Brief Introduction For The Development of High Performance Liquid Chromatography (HPLC) Methods

Brief Introduction For The Development of High-Performance Liquid Chromatography (HPLC) Methods

High-Performance Liquid Chromatography (HPLC) uses liquid as the mobile phase and a high-pressure infusion system to pump a single solvent with different polarities or a mixture of solvents and buffers of different proportions into a column with a stationary phase. After the different components are separated in the column, they enter the detector for detection, thus realizing the analysis of the specimen.

The general principle of method development in HPLC:

  • Find the peak of the target compound
  • Adjust the peak shape
  • Refine the method

1. Find the peak of the target compound

  • HPLC column
  • Wavelength
  • Mobile phase
  • Temperature
  • Flow rate
  • Injection volume
Rosmarinic Acid Purification

Choose a proper HPLC column

The molecular weight, structural formula, and solubility of the sample in solvents (water, methanol, acetonitrile, tetrahydrofuran, n-hexane, isopropanol, etc.).

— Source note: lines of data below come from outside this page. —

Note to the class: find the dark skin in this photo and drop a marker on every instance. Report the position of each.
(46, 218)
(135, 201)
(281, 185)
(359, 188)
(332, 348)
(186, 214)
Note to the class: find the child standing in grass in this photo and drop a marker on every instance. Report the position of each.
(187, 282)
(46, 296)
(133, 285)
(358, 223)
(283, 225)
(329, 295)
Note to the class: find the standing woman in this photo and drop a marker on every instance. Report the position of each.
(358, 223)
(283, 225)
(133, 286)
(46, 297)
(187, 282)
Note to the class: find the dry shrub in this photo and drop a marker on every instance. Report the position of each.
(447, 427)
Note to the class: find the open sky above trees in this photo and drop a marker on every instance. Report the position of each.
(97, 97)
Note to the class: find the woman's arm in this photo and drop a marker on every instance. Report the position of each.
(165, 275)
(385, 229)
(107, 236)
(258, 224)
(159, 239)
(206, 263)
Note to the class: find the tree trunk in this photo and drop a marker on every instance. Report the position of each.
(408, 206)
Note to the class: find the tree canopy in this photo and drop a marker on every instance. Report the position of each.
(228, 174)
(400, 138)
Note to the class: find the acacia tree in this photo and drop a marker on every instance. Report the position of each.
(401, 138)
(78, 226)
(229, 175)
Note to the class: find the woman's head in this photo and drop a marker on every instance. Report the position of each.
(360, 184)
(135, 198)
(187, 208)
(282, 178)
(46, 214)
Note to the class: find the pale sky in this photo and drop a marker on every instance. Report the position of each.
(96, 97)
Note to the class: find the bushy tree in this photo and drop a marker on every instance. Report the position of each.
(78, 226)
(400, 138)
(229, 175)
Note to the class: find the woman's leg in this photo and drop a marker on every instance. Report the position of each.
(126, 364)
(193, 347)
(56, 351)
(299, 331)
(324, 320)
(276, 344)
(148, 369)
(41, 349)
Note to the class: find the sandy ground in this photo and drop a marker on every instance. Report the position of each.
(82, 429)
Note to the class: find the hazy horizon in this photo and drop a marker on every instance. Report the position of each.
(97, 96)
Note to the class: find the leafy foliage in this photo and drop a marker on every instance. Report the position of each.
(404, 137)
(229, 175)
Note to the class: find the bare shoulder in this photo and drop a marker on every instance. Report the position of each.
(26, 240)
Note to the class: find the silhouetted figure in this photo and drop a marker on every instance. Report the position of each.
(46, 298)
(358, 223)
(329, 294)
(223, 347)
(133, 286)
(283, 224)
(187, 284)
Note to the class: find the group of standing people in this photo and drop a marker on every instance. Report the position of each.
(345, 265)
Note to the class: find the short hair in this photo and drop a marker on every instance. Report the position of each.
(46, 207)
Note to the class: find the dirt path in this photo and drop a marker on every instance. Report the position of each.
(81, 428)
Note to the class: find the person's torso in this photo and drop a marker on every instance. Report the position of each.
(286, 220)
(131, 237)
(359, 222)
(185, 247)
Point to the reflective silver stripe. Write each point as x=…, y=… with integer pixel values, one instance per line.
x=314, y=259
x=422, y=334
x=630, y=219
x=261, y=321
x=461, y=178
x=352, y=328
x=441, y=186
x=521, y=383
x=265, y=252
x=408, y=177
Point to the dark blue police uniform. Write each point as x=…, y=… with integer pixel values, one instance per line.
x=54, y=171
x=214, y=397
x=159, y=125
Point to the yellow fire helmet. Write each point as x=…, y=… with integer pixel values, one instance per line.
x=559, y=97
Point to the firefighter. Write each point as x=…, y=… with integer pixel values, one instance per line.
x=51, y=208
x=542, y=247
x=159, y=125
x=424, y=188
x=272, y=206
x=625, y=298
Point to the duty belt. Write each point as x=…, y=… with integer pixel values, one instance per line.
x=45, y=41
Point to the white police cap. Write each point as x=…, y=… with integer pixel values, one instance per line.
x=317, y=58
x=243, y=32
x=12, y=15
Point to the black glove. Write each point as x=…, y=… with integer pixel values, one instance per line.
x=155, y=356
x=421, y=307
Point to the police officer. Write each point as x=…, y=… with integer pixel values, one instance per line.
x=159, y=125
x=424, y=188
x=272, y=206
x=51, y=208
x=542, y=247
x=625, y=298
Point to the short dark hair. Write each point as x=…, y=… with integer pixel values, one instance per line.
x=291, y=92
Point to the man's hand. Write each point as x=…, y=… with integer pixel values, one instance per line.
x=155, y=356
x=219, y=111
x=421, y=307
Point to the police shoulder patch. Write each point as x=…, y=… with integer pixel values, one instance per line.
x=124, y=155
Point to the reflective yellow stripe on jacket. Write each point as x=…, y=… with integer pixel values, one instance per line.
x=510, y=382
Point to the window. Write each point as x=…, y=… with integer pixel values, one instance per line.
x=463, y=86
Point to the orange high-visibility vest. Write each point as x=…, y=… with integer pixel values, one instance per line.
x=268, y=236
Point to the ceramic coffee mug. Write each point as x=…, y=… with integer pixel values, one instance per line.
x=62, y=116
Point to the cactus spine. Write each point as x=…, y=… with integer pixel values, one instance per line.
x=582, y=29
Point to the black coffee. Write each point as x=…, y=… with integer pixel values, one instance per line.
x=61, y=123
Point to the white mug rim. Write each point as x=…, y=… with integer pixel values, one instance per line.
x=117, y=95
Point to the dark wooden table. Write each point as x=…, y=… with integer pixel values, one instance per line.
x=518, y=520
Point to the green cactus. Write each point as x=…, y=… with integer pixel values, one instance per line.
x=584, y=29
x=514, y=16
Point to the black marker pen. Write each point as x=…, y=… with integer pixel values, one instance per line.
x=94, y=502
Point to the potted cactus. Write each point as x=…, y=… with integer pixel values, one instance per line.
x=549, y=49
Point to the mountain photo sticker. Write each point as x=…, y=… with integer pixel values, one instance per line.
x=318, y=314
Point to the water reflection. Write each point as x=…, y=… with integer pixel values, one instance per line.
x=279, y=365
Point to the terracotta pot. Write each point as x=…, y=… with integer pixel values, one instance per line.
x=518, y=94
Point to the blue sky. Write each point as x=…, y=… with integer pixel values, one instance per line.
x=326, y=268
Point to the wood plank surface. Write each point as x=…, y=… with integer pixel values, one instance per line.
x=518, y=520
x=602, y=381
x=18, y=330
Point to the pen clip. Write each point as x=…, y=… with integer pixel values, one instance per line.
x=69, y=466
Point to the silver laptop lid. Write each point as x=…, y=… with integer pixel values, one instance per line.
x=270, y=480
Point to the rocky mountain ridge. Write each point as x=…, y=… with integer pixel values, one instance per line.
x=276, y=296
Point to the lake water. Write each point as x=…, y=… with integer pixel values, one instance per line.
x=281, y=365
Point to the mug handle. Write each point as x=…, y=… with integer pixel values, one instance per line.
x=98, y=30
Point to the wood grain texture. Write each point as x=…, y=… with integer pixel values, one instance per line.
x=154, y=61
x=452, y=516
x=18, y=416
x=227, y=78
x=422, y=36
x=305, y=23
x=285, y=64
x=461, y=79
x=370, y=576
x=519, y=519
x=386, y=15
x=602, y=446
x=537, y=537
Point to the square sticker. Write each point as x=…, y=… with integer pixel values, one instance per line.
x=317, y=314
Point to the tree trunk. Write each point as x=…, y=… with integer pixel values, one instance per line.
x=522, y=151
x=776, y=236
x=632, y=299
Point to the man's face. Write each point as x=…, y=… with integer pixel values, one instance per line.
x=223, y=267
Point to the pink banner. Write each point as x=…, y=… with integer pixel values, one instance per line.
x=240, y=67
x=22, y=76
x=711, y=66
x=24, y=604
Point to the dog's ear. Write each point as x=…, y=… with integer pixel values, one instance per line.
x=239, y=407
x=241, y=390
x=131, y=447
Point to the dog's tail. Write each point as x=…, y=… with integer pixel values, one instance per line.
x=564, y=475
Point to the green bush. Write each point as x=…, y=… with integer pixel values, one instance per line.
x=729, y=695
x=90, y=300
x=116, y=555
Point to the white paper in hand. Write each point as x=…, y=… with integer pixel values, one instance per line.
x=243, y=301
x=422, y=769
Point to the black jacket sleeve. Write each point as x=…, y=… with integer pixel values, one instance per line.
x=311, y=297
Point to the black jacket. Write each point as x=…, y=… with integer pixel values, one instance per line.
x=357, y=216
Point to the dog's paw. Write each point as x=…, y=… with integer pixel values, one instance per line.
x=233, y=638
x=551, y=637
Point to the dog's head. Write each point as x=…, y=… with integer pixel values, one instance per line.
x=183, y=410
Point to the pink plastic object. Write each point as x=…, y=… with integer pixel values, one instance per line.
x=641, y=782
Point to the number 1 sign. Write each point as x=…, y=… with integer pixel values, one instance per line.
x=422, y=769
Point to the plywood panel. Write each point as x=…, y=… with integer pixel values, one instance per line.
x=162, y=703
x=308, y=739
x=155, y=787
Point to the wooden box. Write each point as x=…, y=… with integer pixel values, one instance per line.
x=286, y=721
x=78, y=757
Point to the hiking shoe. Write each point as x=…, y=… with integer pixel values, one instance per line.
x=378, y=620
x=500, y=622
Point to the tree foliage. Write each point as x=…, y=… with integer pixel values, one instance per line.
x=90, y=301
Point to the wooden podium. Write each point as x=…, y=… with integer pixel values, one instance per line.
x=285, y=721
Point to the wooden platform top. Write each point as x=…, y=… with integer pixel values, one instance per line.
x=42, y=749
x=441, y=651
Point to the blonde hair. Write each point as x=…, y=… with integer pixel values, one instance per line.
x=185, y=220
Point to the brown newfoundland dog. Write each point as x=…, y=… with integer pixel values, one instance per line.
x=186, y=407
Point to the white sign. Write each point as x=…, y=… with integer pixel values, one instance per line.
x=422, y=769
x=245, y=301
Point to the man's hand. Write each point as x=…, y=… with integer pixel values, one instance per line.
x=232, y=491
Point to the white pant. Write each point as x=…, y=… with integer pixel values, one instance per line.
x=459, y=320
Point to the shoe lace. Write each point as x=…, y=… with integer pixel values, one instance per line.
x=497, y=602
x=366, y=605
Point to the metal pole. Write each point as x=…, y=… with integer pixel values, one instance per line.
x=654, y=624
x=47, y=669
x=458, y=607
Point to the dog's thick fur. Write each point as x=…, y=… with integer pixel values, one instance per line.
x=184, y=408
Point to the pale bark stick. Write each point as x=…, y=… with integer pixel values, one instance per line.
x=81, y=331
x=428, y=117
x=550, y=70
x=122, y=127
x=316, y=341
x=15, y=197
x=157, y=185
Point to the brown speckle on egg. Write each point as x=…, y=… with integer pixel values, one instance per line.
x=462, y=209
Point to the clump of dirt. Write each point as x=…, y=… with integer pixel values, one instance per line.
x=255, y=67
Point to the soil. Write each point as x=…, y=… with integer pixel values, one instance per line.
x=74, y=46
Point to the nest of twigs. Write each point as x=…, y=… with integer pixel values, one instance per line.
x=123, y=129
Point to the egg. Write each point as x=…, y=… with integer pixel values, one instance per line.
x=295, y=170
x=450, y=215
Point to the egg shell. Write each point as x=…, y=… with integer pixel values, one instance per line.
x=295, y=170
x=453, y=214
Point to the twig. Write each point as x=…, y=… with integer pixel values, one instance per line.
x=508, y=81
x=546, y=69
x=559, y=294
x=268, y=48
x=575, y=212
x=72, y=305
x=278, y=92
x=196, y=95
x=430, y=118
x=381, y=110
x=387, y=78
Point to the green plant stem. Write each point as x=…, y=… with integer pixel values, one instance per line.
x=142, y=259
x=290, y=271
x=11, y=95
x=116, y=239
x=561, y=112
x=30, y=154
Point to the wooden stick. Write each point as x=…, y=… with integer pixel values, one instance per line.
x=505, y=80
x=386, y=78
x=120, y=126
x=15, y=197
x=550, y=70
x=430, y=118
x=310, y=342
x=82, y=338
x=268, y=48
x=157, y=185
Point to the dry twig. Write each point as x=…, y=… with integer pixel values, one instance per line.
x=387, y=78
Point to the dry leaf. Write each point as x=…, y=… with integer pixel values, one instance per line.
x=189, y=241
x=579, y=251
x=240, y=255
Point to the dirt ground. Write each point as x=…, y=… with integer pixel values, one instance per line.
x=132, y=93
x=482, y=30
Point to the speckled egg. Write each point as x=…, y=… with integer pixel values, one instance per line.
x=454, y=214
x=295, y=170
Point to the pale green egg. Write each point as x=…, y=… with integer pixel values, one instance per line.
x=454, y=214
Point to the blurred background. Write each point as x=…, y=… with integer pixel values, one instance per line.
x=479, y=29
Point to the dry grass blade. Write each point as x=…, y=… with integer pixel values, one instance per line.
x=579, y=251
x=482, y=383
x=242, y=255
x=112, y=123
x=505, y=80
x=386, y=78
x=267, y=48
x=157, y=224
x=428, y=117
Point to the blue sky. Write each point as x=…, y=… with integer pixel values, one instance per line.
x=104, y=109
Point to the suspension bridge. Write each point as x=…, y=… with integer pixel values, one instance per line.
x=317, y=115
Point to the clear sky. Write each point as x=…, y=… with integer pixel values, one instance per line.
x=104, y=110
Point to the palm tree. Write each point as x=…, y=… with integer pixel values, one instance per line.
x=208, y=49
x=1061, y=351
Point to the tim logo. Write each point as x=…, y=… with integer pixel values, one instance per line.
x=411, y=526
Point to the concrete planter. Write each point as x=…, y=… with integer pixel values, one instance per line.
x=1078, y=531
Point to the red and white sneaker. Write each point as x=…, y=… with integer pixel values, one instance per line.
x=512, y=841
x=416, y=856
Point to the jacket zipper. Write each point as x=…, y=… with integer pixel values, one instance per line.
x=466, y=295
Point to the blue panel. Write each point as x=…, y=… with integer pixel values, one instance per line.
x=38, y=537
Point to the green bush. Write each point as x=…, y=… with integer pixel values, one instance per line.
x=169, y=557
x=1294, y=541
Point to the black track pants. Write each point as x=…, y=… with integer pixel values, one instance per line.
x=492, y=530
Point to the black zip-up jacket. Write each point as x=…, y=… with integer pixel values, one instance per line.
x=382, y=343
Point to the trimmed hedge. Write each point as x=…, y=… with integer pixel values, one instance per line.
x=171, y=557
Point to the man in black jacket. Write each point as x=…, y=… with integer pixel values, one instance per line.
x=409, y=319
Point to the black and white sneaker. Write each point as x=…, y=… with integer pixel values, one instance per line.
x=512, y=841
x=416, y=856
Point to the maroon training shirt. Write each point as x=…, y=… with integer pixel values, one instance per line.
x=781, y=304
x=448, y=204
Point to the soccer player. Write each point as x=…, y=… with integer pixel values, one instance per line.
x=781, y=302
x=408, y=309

Use the molecular weight of the sample to choose the pore size of the packing material

The molecular weight of the sample determines the selection of the pore size of the HPLC column. Usually, the pore diameter needs to be more than 3 times the molecular diameter to not affect the analysis. This is because the better retention of the sample molecules on the column is due to the access to the micro-pores of the packing material and the interaction with the long C18 chains bonded to the surface.

HPLC columns with a pore size of 120 Å are usually suitable for molecules with molecular weights <10,000.

If the molecular weight is too large, the separation will be poor on a 120 Å pore size column.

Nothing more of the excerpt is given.